It is about being responsible and not mediagenic
Fr Ireneusz Skubis
Flood. A tragic word, especially for those who have been afflicted: they lost their houses, properties and even family members. The ruthless element took everything. What is left is people crying, helpless and with empty hands. We can see great dramatic situations in many places and many families. This is another Polish tragedy. This time it is a little different and it touches ordinary people. But pain, sorrow and big misery are the same. Ruined properties, roads, disturbed work as well as social and state life.

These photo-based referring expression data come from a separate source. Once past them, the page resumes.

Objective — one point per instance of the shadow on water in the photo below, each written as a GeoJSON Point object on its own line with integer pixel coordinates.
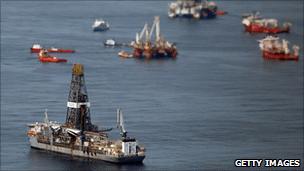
{"type": "Point", "coordinates": [45, 159]}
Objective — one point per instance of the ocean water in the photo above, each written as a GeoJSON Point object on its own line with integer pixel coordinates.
{"type": "Point", "coordinates": [217, 102]}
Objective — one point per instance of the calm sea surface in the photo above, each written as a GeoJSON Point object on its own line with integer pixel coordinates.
{"type": "Point", "coordinates": [218, 101]}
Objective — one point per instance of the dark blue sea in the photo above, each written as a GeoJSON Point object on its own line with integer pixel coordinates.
{"type": "Point", "coordinates": [217, 102]}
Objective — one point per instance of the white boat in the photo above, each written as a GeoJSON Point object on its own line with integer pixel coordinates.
{"type": "Point", "coordinates": [100, 25]}
{"type": "Point", "coordinates": [110, 42]}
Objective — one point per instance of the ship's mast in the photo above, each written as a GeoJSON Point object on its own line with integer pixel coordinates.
{"type": "Point", "coordinates": [78, 105]}
{"type": "Point", "coordinates": [120, 124]}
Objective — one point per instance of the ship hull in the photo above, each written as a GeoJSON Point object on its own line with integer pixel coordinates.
{"type": "Point", "coordinates": [37, 50]}
{"type": "Point", "coordinates": [84, 154]}
{"type": "Point", "coordinates": [51, 59]}
{"type": "Point", "coordinates": [279, 56]}
{"type": "Point", "coordinates": [253, 28]}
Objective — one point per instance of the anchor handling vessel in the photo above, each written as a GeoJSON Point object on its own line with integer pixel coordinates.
{"type": "Point", "coordinates": [159, 48]}
{"type": "Point", "coordinates": [273, 48]}
{"type": "Point", "coordinates": [36, 48]}
{"type": "Point", "coordinates": [193, 9]}
{"type": "Point", "coordinates": [78, 136]}
{"type": "Point", "coordinates": [253, 23]}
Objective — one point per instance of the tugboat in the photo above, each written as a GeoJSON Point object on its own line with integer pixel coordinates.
{"type": "Point", "coordinates": [78, 136]}
{"type": "Point", "coordinates": [100, 25]}
{"type": "Point", "coordinates": [253, 23]}
{"type": "Point", "coordinates": [43, 56]}
{"type": "Point", "coordinates": [37, 47]}
{"type": "Point", "coordinates": [148, 49]}
{"type": "Point", "coordinates": [272, 48]}
{"type": "Point", "coordinates": [193, 9]}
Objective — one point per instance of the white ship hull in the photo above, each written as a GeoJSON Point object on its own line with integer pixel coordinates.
{"type": "Point", "coordinates": [79, 153]}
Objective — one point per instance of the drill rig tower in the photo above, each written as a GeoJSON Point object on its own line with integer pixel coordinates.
{"type": "Point", "coordinates": [78, 105]}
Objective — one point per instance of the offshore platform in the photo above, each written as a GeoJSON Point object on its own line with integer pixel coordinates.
{"type": "Point", "coordinates": [78, 136]}
{"type": "Point", "coordinates": [145, 47]}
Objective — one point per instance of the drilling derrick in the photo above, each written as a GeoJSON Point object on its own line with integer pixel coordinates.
{"type": "Point", "coordinates": [78, 105]}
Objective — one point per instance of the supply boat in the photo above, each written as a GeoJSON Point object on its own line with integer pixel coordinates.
{"type": "Point", "coordinates": [147, 48]}
{"type": "Point", "coordinates": [37, 47]}
{"type": "Point", "coordinates": [43, 56]}
{"type": "Point", "coordinates": [100, 25]}
{"type": "Point", "coordinates": [272, 48]}
{"type": "Point", "coordinates": [193, 9]}
{"type": "Point", "coordinates": [78, 137]}
{"type": "Point", "coordinates": [253, 23]}
{"type": "Point", "coordinates": [110, 42]}
{"type": "Point", "coordinates": [125, 54]}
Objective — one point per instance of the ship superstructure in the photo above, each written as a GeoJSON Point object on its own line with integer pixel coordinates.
{"type": "Point", "coordinates": [254, 23]}
{"type": "Point", "coordinates": [147, 48]}
{"type": "Point", "coordinates": [192, 9]}
{"type": "Point", "coordinates": [78, 136]}
{"type": "Point", "coordinates": [273, 48]}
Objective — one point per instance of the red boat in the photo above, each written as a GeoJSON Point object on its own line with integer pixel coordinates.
{"type": "Point", "coordinates": [219, 12]}
{"type": "Point", "coordinates": [256, 28]}
{"type": "Point", "coordinates": [280, 56]}
{"type": "Point", "coordinates": [44, 57]}
{"type": "Point", "coordinates": [36, 49]}
{"type": "Point", "coordinates": [253, 23]}
{"type": "Point", "coordinates": [273, 48]}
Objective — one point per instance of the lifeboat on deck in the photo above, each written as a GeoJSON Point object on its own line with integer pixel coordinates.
{"type": "Point", "coordinates": [253, 23]}
{"type": "Point", "coordinates": [37, 47]}
{"type": "Point", "coordinates": [44, 57]}
{"type": "Point", "coordinates": [272, 48]}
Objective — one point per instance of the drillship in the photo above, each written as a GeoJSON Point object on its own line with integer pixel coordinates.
{"type": "Point", "coordinates": [192, 9]}
{"type": "Point", "coordinates": [78, 136]}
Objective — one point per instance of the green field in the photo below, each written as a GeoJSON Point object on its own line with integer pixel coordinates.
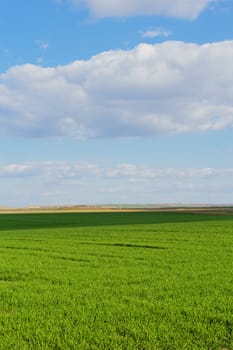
{"type": "Point", "coordinates": [139, 281]}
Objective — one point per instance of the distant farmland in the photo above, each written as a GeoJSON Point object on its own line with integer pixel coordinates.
{"type": "Point", "coordinates": [116, 280]}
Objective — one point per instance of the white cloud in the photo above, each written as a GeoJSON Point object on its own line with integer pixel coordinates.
{"type": "Point", "coordinates": [149, 90]}
{"type": "Point", "coordinates": [60, 183]}
{"type": "Point", "coordinates": [43, 45]}
{"type": "Point", "coordinates": [118, 8]}
{"type": "Point", "coordinates": [155, 33]}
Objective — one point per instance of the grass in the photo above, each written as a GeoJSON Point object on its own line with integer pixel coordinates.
{"type": "Point", "coordinates": [139, 281]}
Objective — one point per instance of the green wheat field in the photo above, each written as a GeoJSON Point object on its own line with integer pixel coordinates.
{"type": "Point", "coordinates": [137, 281]}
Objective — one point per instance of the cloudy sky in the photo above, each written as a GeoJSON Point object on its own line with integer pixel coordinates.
{"type": "Point", "coordinates": [105, 101]}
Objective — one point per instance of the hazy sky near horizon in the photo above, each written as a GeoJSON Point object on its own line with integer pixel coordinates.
{"type": "Point", "coordinates": [116, 101]}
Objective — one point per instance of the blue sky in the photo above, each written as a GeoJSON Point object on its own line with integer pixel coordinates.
{"type": "Point", "coordinates": [116, 102]}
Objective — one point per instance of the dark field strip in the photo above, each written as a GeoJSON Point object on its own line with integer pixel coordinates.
{"type": "Point", "coordinates": [58, 220]}
{"type": "Point", "coordinates": [137, 281]}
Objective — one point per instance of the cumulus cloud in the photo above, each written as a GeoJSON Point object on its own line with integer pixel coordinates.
{"type": "Point", "coordinates": [149, 90]}
{"type": "Point", "coordinates": [60, 183]}
{"type": "Point", "coordinates": [77, 170]}
{"type": "Point", "coordinates": [155, 33]}
{"type": "Point", "coordinates": [173, 8]}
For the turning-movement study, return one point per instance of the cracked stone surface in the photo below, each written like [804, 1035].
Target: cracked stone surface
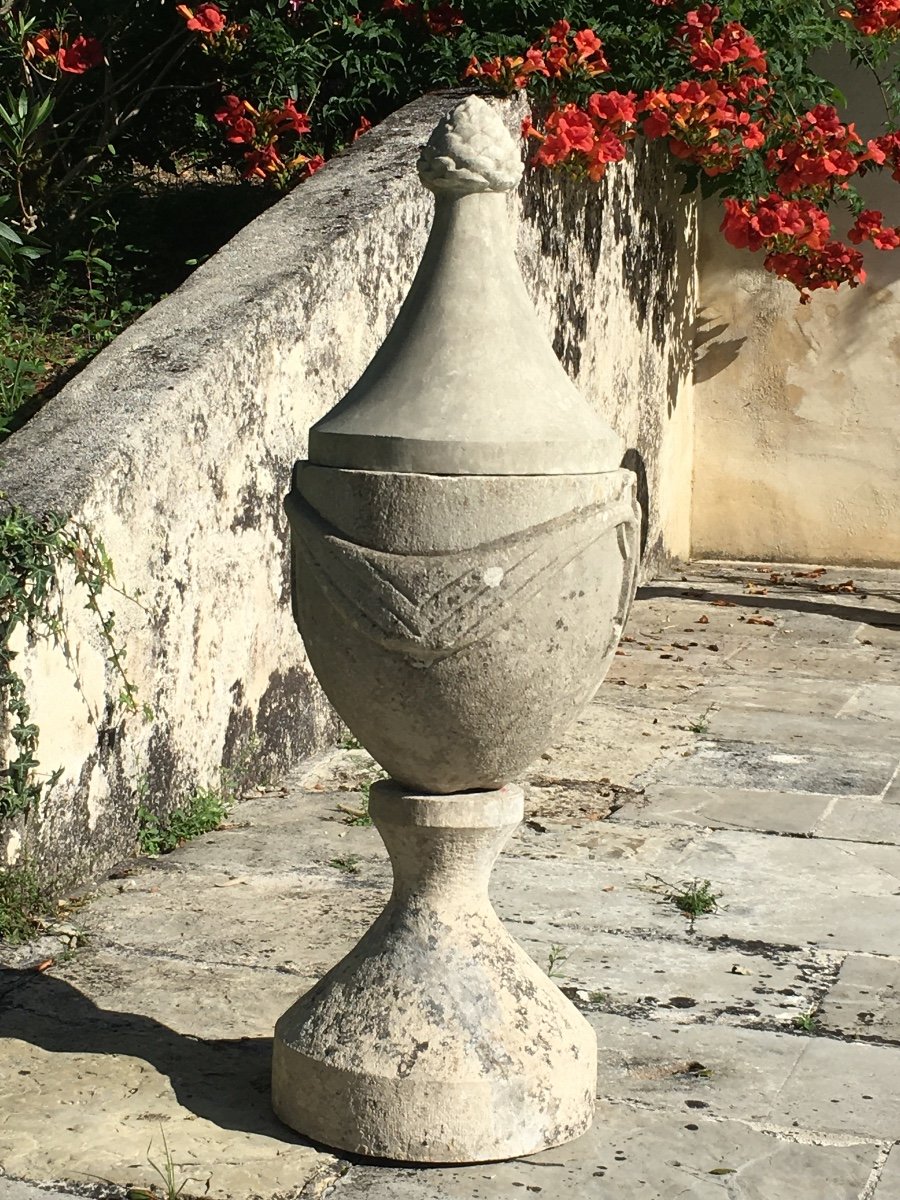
[750, 1054]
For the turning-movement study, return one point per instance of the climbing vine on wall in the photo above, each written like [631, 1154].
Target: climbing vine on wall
[737, 118]
[34, 551]
[275, 87]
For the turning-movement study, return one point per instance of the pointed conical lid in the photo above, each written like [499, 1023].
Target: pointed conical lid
[467, 382]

Of course, the state cannot be replaced as far as protection of its citizens against such similar situations is concerned. The state must be cautious and foresee what dangers can threat the nation. Several months ago the Government Inspectorate stated that our country was not sufficiently prepared to floods: it did not even have suitable maps of endangered areas, sufficient lists of needs in case of disaster; it did not build new reservoirs and did not clean the so-called water flows, etc. And the disaster occurred. One should ask, ‘where is responsibility for the country? Do those responsible for this country, for its all structures, realise that it is them that are responsible for that?’ They are paid for this job, sometimes their pay is very big, and should be held accountable. But we can hear, ‘Water naturally comes and goes’ or ‘I have not chosen your borough leader’ as if only the leader decided to protect the whole region or area against flooding. We must have whole structures, law, parliamentary groups and all kinds of consultants to work on it. We should have funds for cases of cataclysms when people lose all that they have worked for in one moment and it is not their fault.
Recently, after the plane crash at Smolensk, we have talked that the state must protect their citizens when they are abroad and something wrong happens. The state must implement tools to examine the circumstances and causes of the crash and it should not rely only on others. The same should apply to internal affairs of the state. These are serious problems. And we do not mean that someone has a smaller or bigger list of witty expressions or shower empty assurances that it is going to be fine, but we want to deal with responsible people, true statesmen.
In the period of a new national tragedy we have the right to ask, ‘Has Poland such statesmen, responsible people who know how to react in difficult situations and do concrete good for people and the state? Have we such MPs who do not look for their own interests, caring only for their financial profits, but for whom people are most important? Have we people who follow principles?’ During the time of great powerlessness and helplessness we would like to feel stronger thanks to wise people who want to govern our country. Today we ask for such people loudly and firmly.